The Tennessee Titans believe they have found the difference-maker they so desperately coveted on offense in the person of first-round pick Chris Johnson of East Carolina.
Johnson, chosen 24th overall, was an all-purpose star at East Carolina and was selected ahead of Michigan State receiver Devin Thomas, South Florida cornerback Mike Jenkins and North Carolina defensive tackle Kentwan Balmer.
Tennessee later added to their defensive line by drafting defensive tackle Jason Jones of Eastern Michigan with their second-round pick, the 54th overall choice in the 2008 NFL Draft.
Johnson had nearly 3,000 all-purpose yards last season as a running back, receiver and as a return man. He had a 301-yard rushing game against Memphis last season and was timed at 4.24 in the 40-yard dash in the NFL Combine, the fastest time among those invited to the event.
“We’re going to plug him wherever and whenever we can, because we know he’s a playmaker,” Titans coach Jeff Fisher said. “He has world-class, difference making speed, which is something we need offensively. We’re very excited to place Chris in the offense.”
Offensive coordinator Mike Heimerdinger is excited about Johnson’s speed and versatility as well.
“I like what he can do. He gives us a home run hitter and he makes our special teams better as a returner,” Heimerdinger added. “They said we need to add speed and a big-play guy and he can do that in a couple of areas.”
Johnson also scored 24 total touchdowns between rushing, receiving and returns as a senior for the Pirates. He knew the Titans were interested early on, after meeting with them at the Combine and visiting here. He also will have former East Carolina running back Earnest Byner as his position coach.
“Talking to Jeff Fisher, he already had a plan as for what he would do for me in the offense for me to contribute,” Johnson said of his visit to Tennessee. “They told me yesterday they were afraid I might not be there at their pick at 24, and I was just glad to get the call. … Whatever they want me to do, I’ll do it.”
Of the players being strongly considered with the 24th pick, the Titans were also strongly interested in Arkansas running back Felix Jones, who went two picks earlier to the Dallas Cowboys before the Titans grabbed Johnson.
“We’ve had numerous discussions, comparing and contrasting both Felix and Chris, and we’re very delighted to have an opportunity to draft Chris. Felix is going to have a great career. I even came in this morning early and looked at both of them again,” Fisher said.
Johnson played on special teams as a kickoff returner at East Carolina, but said he can return punts, something the Titans might give him a chance to do with the impending trade of Adam “Pacman” Jones and the team’s struggles last year with out the suspended cornerback and return man.
Jones, 6-5, 270, had 104 career tackles and has recorded 30.5 career tackles-for-loss and 10.5 career sacks.
The Titans will likely give Jones a chance at defensive end, where the team lost Antwan Odom and Travis LaBoy in free agency. Tennessee signed Jevon Kearse in the off-season, but was looking for another end to pair with him.
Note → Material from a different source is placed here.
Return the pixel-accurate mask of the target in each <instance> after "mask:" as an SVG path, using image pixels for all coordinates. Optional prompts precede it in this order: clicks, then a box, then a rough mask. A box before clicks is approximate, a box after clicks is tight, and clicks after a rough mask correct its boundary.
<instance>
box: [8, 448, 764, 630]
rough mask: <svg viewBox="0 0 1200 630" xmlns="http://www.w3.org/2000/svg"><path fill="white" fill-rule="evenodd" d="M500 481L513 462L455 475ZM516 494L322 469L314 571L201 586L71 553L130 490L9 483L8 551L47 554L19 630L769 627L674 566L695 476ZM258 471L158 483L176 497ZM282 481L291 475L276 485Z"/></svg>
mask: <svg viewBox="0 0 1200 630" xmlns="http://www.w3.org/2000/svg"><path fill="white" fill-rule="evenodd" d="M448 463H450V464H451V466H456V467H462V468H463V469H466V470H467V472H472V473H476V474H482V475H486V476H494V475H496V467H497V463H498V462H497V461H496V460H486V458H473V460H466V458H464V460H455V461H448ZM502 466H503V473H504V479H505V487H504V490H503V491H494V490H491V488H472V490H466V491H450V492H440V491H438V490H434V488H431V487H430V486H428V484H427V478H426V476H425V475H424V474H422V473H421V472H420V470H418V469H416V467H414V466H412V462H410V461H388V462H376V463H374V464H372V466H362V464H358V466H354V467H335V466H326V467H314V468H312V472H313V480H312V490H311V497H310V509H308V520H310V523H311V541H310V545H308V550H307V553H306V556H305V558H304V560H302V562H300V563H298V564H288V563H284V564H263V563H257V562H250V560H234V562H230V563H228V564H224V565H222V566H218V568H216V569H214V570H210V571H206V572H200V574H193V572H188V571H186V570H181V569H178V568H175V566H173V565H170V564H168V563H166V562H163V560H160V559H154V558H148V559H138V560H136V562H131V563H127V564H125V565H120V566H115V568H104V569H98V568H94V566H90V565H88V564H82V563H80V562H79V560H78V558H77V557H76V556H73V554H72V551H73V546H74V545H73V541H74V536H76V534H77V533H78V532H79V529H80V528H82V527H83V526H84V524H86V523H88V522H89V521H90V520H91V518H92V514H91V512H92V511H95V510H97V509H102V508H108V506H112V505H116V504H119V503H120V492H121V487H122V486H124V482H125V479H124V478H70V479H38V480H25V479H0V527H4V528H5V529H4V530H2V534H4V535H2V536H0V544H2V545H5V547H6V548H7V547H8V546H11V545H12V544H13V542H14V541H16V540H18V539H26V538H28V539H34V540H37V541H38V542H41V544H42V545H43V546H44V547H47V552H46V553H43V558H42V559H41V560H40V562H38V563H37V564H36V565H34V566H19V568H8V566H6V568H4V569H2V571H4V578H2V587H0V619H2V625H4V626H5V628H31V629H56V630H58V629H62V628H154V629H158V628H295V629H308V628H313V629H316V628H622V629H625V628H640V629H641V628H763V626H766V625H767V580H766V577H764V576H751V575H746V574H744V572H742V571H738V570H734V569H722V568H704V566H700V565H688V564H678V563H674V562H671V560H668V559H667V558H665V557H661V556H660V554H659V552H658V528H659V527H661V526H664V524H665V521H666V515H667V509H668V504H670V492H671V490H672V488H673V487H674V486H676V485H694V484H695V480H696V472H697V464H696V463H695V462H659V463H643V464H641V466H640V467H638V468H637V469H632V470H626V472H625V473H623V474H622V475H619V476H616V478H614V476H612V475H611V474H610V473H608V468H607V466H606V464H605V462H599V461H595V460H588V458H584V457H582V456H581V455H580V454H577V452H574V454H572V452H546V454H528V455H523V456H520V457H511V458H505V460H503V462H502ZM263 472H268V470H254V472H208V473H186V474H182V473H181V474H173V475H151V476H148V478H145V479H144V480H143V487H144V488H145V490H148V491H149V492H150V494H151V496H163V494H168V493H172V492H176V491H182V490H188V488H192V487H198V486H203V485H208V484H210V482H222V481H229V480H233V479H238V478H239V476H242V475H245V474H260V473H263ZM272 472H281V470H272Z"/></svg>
Jones has plenty of versatility, however, and the Titans could also give him a look at defensive tackle as well.
“That’s up to the Tennessee Titans. I’m a very versatile defender. In college, I played both, but mostly inside,” Jones said.
He is expected to start out as an and could eventually make the switch to full-time tackle down the line.
“He can eventually move down inside, and he’s an athlete and he’s smart.” Titans coach Fisher said. “He weighs much more than Antwan did. He weighs in the high 270s, low 280s and could weigh more than that by the time camp starts.”
Jones actually began his college career as a tight end. His only football offer was to Eastern Michigan, in part because he was also a basketball standout in high school.
Even after making the switch to defense his sophomore year of college, the Titans believe Jones is advanced enough at the position to earn a job in their rotation as early as this season.
“Good defensive linemen, those with height, weight and speed characteristics, but that can also play and do the things we’re looking for, are hard to find,” Fisher said. “We watched Jason very closely, … and we got in this situation where this was the right guy at the right time. As it relates to him, he’s going to be able come in and play right away. It’s not going to be a developmental thing.”
Still, Jones knows he will have some work to do with defensive line coach Jim Washburn as he makes the transition from the Mid-American Conference to the NFL.
“I’m a very raw person right now, but I feel with his help and my athletic ability, we can make things happen,” Jones said.
Jones made a pre-draft visit to Baptist Sports Park, where he met Kyle Vanden Bosch. He looks forward to playing on the same line as Vanden Bosch, Kearse and Albert Haynesworth.
“I’m going to come in here and there are veterans I can learn from. They’re hard workers, especially Vanden Bosch,” Jones said.